Moon v. Kimberly, 42592

Decision Date12 June 1967
Docket NumberNo. 42592,No. 3,42592,3
Citation116 Ga.App. 74,156 S.E.2d 414
PartiesB. A. MOON v. Edward C. KIMBERLY
CourtGeorgia Court of Appeals

Northcutt & Edwards, W. S. Northcutt, Atlanta, for appellant.

Powell, Goldstein, Frazer & Murphy, Frank Love, Jr., John T. Marshall, Atlanta, for appellee.

Syllabus Opinion by the Court

PER CURIAM.

B. A. Moon sued Edward C. Kimberly for damages for personal injuries allegedly sustained when defendant's wife, operating defendant's family-purpose automobile, struck the plaintiff while he was walking across a parking lot on the premises of Delta Air Lines, Inc. at the Atlanta Municipal Airport. Upon the trial of the case the jury returned a verdict for the defendant. After making a motion for a new trial the plaintiff has appealed to this court, making here only two contentions of substance.

1. Plaintiff requested the court to charge the jury 'that the length of time for which a pedestrian should continue to look for approaching motor vehicles, when using a parking lot, depends upon the facts and circumstances of each particular case.

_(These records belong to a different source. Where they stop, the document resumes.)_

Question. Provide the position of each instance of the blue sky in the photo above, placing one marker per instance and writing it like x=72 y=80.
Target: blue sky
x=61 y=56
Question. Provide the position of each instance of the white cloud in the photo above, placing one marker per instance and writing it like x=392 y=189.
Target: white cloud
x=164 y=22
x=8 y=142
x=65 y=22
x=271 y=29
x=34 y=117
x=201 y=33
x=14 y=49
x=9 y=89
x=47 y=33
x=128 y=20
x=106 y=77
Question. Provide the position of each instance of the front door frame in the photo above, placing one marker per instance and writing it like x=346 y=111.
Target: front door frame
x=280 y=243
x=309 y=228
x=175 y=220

In a case where a traveler has driven his automobile to the premises of a parking lot, parks his automobile, gets out of the automobile and then starts to walk across the lot for the purpose of leaving same, this pedestrian and other persons entering or leaving the parking lot premises have mutual duties, each to the other. The pedestrian when using the lot is not bound as a matter of law to be continually looking and listening to ascertain whether automobiles are approaching, and if he fails to do so he is not as a matter of law conclusively so negligent as to prevent a recovery where the driver of an approaching automobile is negligent. The duty of the respective parties to use ordinary care under these circumstances is governed by the principles of law given to you under other portions of this charge.' This request, while not in all respects a quotation, appears to have been patterned after the language of this court in the case of Lorig v. Brunson, 84 Ga.App. 558, 562, 66 S.E.2d 268. However, the mere fact that language has been employed by the reviewing court in discussing a case or in giving reasons and argument for a particular decision does not always render such language appropriate for use by the trial judge in charging the jury. Hunt v. Pollard, 55 Ga.App. 423, 426, 190 S.E. 71. In this case the language of the request was argumentative in favor of the plaintiff's position, and, as worded, was confusing. Furthermore, the trial court in its charge instructed the jury as to the respective rights of pedestrians and operators of automobiles on private parking lots, using less argumentative language and in more abstract terms which, in substance, submitted the principles embodied in the request. As pointed...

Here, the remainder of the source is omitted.